Galileo Instrumentation for LangChain Apps

Add the LangChain Callback

5 minutes

Galileo’s GalileoCallback is a standard LangChain callback handler. When you attach it to a LangChain or LangGraph run, it automatically captures prompts, responses, model names, token usage, timing, and the nesting of each step.

Because the travel planner is a LangGraph workflow, you don’t need to edit every node. Instead, pass a single callback in the run config when the compiled graph is streamed. Galileo then records one trace per request, with a nested LLM span for each agent node (coordinator, flight, hotel, activity, and synthesizer).

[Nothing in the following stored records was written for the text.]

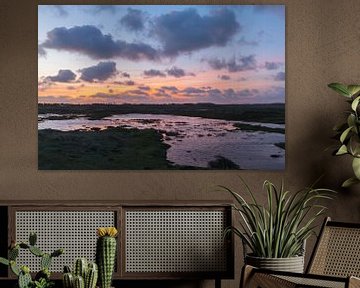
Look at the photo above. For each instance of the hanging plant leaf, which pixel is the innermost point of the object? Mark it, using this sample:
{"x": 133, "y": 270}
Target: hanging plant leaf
{"x": 342, "y": 150}
{"x": 355, "y": 103}
{"x": 356, "y": 167}
{"x": 353, "y": 89}
{"x": 345, "y": 134}
{"x": 340, "y": 88}
{"x": 349, "y": 182}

Exercise Add the LangChain callback
1

Import the callback

Add the callback import alongside the other LangChain imports in main.py:

python
from galileo.handlers.langchain import GalileoCallback
2

Attach the callback to the graph run config

In plan_travel_internal(), create a callback and attach it to the run config passed to compiled_app.stream(...). The existing code should look something like this:

python
    for step in compiled_app.stream(initial_state, config):
        node_name, node_state = next(iter(step.items()))
        final_state = node_state
        agent_steps.append({"agent": node_name, "status": "completed"})

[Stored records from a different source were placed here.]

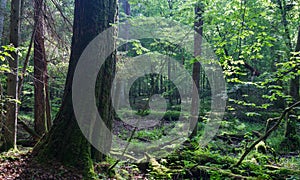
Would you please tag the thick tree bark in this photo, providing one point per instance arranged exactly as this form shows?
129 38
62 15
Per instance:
2 15
198 25
65 142
10 132
40 72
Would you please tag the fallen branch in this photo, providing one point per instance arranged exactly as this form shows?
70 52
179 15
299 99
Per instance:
268 132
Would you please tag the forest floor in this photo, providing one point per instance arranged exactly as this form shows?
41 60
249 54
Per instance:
20 165
215 161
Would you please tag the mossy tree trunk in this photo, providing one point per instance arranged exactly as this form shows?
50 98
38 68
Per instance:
65 142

Update it to build a config that includes the Galileo callback (merging it with any existing config the app already passes). This passes the execution of each node in the agent to Galileo:

python
    # One callback per request keeps each travel plan in its own trace.
    callback = GalileoCallback()
    run_config = {**config, "callbacks": [callback]}

    for step in compiled_app.stream(initial_state, run_config):
        node_name, node_state = next(iter(step.items()))
        final_state = node_state
        agent_steps.append({"agent": node_name, "status": "completed"})

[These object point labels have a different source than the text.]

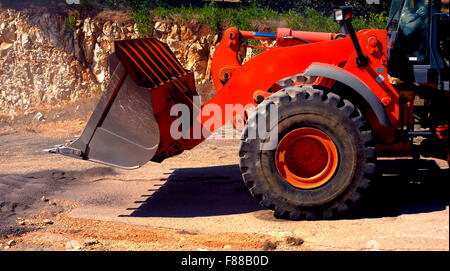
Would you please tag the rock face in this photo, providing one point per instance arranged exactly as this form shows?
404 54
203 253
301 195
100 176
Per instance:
44 62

Passing the callback at the graph level means it propagates to every node’s llm.invoke(...) call automatically. No further instrumentation is needed.

Is the Galileo callback used by the example application synchronous or asynchronous?

Click here to see the answer

The example application uses a synchronous callback.

If your app streams the graph asynchronously (compiled_app.astream(...)), use GalileoAsyncCallback instead of GalileoCallback. The travel planner runs synchronously, so GalileoCallback is correct here.